Orson Scott Card: Extreme obedience is no virtue

It was not very long after the founding of the original Christian Church that the idea of holiness began to attach itself to activities that seem very strange to us today. Mormonism has no ascetics, no hermits, no monasteries.

Yet it is a common thing, among us mortals, to suppose that if it is good to obey a certain commandment, then it must be even better to hyperobey it -- to make the commandment more stringent than God required.

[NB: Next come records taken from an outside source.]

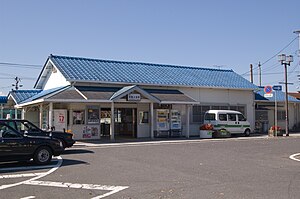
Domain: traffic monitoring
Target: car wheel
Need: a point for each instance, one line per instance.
(247, 133)
(43, 155)
(64, 144)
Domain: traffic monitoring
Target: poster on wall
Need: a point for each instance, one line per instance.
(90, 132)
(93, 115)
(60, 119)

In ancient times, this led to the supposition that if we are supposed to master the passions of the flesh by occasional fasting, by chastity when unmarried, by abstaining from anger, and so on, then it must be even holier to abstain from all food except the minimum to sustain life, to allow the flesh no pleasure of any kind, or to withdraw from the company of men so that there is no temptation to anger, envy, or any other carnal sin.

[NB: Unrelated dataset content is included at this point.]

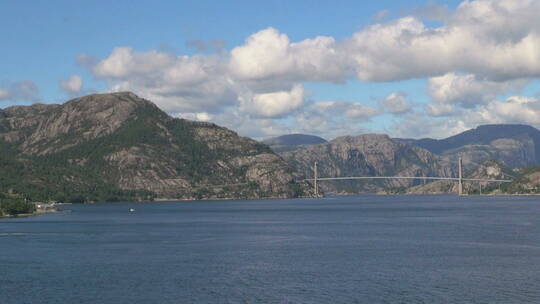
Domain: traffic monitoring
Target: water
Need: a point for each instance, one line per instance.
(357, 249)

The results quickly went to extremes, like hermits living on the tops of stone pillars, exposed to sun by day and cold by night, eating only what one's disciples lifted up in baskets on the ends of sticks.

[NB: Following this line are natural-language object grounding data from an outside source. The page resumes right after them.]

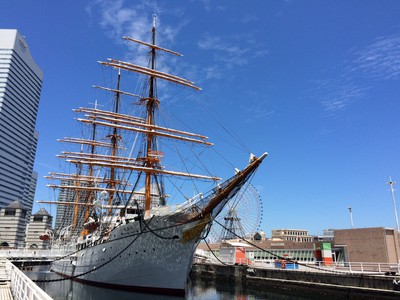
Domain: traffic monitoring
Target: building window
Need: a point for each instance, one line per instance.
(9, 212)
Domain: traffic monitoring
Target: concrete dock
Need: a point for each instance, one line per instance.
(332, 285)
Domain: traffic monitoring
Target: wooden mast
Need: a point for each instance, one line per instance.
(151, 105)
(114, 142)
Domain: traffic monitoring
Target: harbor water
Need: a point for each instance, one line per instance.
(197, 289)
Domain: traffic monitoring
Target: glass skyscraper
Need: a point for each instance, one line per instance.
(20, 87)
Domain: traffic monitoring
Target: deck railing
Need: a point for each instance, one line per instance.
(344, 267)
(22, 287)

Apparently these ascetics did not notice the irony that in their hyperobedience to one law, they made obedience to other laws impossible: How could a man alone love his neighbor as himself? Asceticism was, in the end, supremely selfish -- and as utterly focused on the flesh as the practice of the worst hedonist.

Don't imagine that Mormons are immune to the impulse. No doubt you've heard the tales of those who paid 11 percent tithing, so that in case they accidentally miscalculated, they would still be in compliance.